(Publicado en vozpopuli.com-Reggio´s, aquí)
El enemigo somos nosotros
La crisis económica nos ha situado ante una terrible realidad. El edificio de nuestro bienestar estaba construido sobre arena y con las primeras turbulencias financieras se vino abajo con estrépito. El panorama no puede ser más desolador e inquietante. El pesimismo se ha adueñado de la sociedad española cuya esperanza en este momento se reduce a que las cosas no lleguen a peor.
Pero la crisis ha tenido otro efecto demoledor. Los españoles somos muy dados a buscar culpables y se ha extendido la idea de que la responsabilidad la tiene “el sistema”, que así se denomina al régimen político que los españoles nos dimos en 1978, cuando por vez primera en nuestra historia España dejó de ser diferente para asimilarse al resto de los países democráticos del mundo. Un sistema al que acusan de haber creado una “clase política” privilegiada y corrupta, que comienza a ser denostada por un número cada vez mayor de ciudadanos.
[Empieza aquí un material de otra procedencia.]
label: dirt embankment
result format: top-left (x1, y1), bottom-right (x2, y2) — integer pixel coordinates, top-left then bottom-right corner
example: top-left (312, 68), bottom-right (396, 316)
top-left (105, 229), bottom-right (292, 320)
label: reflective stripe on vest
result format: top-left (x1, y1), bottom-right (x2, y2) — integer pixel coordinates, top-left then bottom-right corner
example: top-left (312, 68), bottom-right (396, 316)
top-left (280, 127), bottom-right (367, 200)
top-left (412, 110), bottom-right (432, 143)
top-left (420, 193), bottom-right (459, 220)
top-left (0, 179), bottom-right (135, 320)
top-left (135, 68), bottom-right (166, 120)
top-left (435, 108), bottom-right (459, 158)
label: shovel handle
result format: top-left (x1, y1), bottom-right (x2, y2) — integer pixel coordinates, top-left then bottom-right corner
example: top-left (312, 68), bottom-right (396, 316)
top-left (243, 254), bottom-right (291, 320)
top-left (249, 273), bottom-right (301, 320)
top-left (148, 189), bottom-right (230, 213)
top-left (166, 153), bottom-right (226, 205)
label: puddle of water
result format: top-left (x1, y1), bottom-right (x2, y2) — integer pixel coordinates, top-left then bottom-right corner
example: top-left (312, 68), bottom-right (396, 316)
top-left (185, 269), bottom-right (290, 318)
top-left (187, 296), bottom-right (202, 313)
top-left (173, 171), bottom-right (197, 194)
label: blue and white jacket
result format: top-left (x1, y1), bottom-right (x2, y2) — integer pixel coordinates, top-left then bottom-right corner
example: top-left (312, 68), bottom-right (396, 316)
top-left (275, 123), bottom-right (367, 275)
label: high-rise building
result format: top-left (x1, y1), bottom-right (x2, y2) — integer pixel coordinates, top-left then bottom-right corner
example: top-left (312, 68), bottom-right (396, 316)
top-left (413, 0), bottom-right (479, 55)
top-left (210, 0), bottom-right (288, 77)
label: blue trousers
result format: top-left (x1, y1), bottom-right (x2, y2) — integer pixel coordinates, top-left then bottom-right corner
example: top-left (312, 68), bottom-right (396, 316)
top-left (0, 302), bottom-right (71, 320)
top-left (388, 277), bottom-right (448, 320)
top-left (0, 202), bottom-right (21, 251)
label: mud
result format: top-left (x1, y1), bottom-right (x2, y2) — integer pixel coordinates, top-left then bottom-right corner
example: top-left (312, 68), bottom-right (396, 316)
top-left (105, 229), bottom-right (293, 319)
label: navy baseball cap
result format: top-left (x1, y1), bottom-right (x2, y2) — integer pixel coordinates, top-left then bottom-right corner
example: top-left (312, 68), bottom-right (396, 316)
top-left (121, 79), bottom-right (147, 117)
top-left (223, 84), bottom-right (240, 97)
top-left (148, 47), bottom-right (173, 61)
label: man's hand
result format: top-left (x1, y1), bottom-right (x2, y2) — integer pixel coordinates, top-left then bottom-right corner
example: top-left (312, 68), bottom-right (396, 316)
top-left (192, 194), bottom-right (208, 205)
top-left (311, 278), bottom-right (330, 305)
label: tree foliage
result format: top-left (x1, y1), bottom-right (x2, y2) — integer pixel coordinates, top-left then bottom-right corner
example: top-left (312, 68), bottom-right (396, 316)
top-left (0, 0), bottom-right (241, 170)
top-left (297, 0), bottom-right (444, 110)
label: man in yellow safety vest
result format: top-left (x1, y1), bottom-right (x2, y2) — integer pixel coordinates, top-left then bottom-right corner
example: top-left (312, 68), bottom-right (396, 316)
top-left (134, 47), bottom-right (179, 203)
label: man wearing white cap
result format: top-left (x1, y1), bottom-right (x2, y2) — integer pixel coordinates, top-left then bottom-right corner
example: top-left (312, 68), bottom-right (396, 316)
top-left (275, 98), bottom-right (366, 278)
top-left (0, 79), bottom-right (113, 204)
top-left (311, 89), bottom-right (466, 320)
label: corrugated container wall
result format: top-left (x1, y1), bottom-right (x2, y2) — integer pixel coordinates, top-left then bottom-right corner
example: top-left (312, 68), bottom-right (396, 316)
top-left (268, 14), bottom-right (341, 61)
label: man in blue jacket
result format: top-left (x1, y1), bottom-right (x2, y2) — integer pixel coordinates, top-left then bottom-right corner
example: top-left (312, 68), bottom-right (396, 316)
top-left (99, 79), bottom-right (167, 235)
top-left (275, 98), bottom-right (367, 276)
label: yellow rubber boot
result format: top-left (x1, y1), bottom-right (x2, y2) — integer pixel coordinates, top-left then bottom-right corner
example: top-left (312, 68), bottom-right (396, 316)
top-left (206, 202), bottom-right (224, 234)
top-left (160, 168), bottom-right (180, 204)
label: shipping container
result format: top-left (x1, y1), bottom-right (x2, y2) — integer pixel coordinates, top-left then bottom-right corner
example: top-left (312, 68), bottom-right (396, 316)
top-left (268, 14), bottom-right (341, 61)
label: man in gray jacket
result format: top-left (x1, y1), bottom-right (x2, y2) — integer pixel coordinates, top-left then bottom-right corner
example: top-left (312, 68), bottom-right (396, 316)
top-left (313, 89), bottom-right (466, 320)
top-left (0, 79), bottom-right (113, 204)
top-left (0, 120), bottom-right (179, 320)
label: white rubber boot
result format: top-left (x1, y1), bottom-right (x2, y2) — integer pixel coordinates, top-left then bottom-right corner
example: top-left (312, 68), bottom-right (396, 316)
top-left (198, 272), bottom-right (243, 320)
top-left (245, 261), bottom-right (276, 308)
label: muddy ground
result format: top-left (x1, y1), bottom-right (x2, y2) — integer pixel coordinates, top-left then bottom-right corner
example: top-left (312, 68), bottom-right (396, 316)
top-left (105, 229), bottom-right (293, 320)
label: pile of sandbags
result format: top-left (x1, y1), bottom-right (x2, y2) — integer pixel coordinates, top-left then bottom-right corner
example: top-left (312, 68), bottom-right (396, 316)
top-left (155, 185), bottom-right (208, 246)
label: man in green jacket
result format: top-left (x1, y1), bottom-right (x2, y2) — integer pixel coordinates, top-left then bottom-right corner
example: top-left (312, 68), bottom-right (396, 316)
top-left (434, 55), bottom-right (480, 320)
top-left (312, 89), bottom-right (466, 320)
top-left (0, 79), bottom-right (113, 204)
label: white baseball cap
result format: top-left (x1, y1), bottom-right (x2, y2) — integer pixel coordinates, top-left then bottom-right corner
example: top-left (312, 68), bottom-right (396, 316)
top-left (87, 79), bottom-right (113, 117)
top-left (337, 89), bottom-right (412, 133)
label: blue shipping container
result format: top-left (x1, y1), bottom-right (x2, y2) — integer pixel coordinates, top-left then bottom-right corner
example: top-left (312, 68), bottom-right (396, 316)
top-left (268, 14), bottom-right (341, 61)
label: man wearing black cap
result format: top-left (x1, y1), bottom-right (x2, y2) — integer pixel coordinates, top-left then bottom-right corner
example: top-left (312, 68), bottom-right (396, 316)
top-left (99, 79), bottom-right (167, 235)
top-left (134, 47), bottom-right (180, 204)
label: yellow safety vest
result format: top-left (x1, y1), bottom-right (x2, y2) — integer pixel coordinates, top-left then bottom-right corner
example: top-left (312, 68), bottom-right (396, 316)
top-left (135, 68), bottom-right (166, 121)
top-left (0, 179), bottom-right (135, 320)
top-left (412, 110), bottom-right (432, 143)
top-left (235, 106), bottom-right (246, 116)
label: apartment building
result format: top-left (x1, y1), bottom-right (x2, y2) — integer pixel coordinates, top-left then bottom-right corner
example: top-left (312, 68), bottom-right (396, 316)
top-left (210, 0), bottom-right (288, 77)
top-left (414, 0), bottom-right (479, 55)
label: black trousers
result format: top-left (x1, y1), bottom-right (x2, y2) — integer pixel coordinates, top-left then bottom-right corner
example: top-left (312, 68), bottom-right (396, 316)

Pero una cosa es predicar y otra dar trigo. Quienes descalifican el sistema difieren a la hora de proponer soluciones. Unos quisieran, por convicción o por oportunismo, acabar con la Monarquía. Otros con el Estado de las autonomías, al que culpan de todos nuestros males, para volver al centralismo decimonónico. Los hay que, sin llegar a tal extremo, reclaman la devolución de competencias autonómicas al Estado. No faltan quienes reniegan de la democracia representativa para instaurar modos utópicos de participación, so pretexto de que los “políticos” no nos representan. Y lo peor es que quienes incitan a sacar a los diputados del Congreso a boinazos para iniciar por las bravas un proceso constituyente hayan encontrado el amparo de un juez de toga teñida de bermellón, al que este amago al menos intelectual de golpe de Estado le parece un simple desahogo contra la “decadente clase política” amparado por la libertad de expresión. En ciertos ámbitos sindicalistas se utiliza el viejo lenguaje propio de la lucha de clases, que aquí acaba siempre como el rosario de la aurora. En medio de tal guirigay alguno ha llegado a decretar el “agotamiento” del régimen –como si la democracia envejeciera con el transcurso del tiempo- y profetiza la revolución si no se reforma a fondo la Constitución. Y para completar este turbio panorama, los nacionalistas catalanes –a los que no tardarán en sumarse los vascos- tratan de aprovechar la actual coyuntura para buscar la puerta de salida de la comunidad nacional y marcharse dando un portazo.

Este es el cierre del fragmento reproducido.